It’s bad enough that Republicans — and it is Republicans — seem blissfully content to stand by as the economy slumps. But it’s an insult to voters to tout this pseudo-austerity as a blow for fiscal rectitude. $26 billion amounts to less than 2 percent of this year’s projected deficit. It is barely one-fifth the cost of a one-year extension of the Bush tax cuts, which Republicans want to make permanent without any offsets.
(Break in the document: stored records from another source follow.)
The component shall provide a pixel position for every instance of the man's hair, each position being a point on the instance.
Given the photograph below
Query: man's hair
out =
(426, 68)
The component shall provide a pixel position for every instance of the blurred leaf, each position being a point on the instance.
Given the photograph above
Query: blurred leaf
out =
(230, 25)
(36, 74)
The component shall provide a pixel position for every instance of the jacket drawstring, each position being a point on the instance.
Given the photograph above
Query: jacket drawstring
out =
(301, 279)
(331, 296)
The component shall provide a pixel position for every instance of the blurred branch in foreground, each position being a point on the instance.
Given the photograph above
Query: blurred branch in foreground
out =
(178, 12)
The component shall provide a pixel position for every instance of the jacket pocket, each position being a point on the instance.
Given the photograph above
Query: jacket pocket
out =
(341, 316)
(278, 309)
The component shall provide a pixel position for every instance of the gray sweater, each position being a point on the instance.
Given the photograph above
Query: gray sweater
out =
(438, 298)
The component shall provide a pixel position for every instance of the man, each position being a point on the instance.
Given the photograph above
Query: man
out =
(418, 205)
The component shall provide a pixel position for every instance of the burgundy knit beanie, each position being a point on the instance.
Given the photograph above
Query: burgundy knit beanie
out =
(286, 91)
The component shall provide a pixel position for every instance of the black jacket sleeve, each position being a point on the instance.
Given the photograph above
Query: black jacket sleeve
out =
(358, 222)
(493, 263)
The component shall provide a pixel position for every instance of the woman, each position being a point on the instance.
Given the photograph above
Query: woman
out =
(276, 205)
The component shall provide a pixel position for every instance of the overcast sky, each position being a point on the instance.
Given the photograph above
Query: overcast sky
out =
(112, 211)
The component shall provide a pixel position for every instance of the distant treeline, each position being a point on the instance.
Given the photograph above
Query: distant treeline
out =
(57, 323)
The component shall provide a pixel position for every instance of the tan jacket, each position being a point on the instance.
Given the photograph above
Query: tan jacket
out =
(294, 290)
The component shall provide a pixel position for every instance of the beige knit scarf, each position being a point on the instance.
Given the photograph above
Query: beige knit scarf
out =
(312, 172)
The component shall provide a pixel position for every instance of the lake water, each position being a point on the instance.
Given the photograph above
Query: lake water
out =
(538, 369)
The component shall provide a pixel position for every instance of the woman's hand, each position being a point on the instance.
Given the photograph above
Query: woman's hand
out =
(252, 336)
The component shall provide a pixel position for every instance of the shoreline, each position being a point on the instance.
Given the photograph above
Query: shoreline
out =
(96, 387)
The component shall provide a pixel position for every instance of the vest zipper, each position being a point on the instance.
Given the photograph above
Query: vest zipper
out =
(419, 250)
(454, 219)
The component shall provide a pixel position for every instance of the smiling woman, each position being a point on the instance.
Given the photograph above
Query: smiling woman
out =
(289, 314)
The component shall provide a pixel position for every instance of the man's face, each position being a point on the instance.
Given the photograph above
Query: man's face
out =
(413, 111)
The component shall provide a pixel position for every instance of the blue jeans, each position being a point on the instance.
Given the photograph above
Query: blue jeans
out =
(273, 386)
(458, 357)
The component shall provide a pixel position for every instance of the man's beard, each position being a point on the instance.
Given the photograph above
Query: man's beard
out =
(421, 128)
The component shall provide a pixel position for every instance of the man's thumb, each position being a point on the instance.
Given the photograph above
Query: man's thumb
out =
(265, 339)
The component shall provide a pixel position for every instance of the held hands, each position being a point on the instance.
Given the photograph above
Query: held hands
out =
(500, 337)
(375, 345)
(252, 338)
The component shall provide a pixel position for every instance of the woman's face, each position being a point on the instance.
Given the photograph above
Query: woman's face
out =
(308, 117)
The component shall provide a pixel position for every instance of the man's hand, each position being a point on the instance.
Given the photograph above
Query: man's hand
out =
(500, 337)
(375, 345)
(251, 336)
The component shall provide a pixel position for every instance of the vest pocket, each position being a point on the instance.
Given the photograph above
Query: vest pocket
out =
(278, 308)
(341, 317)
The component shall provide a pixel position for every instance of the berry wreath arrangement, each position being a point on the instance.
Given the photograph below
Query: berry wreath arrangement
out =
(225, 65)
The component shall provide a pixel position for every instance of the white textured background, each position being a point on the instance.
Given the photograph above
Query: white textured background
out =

This is wrong on so many levels. Start with the fact that an enormous array of economists, including Fed chairman Ben Bernanke, say the economy is too weak to end stimulus programs just yet Indeed, many Fed officials probably wish the government was spending more, because the Fed’s own firepower is limited when long-term Treasury rates are already down around 3 percent. Fed officials are actively mulling new stimulus through monetary policy, but the ideas all seem at the margins. The WSJ says Fed officials are thinking the “symbolic” step of re-investing their mortgage-backed securities as they mature.
People can argue about how much Obama’s stimulus program has helped, though most economists say it did. But it’s very hard to argue that fiscal belt-tightening is a good idea this year, and it’s just plain nuts to argue that cutting $26 billion in aid to the states or $10 billion in supplemental jobless benefits will put us on the path to fiscal rectitude.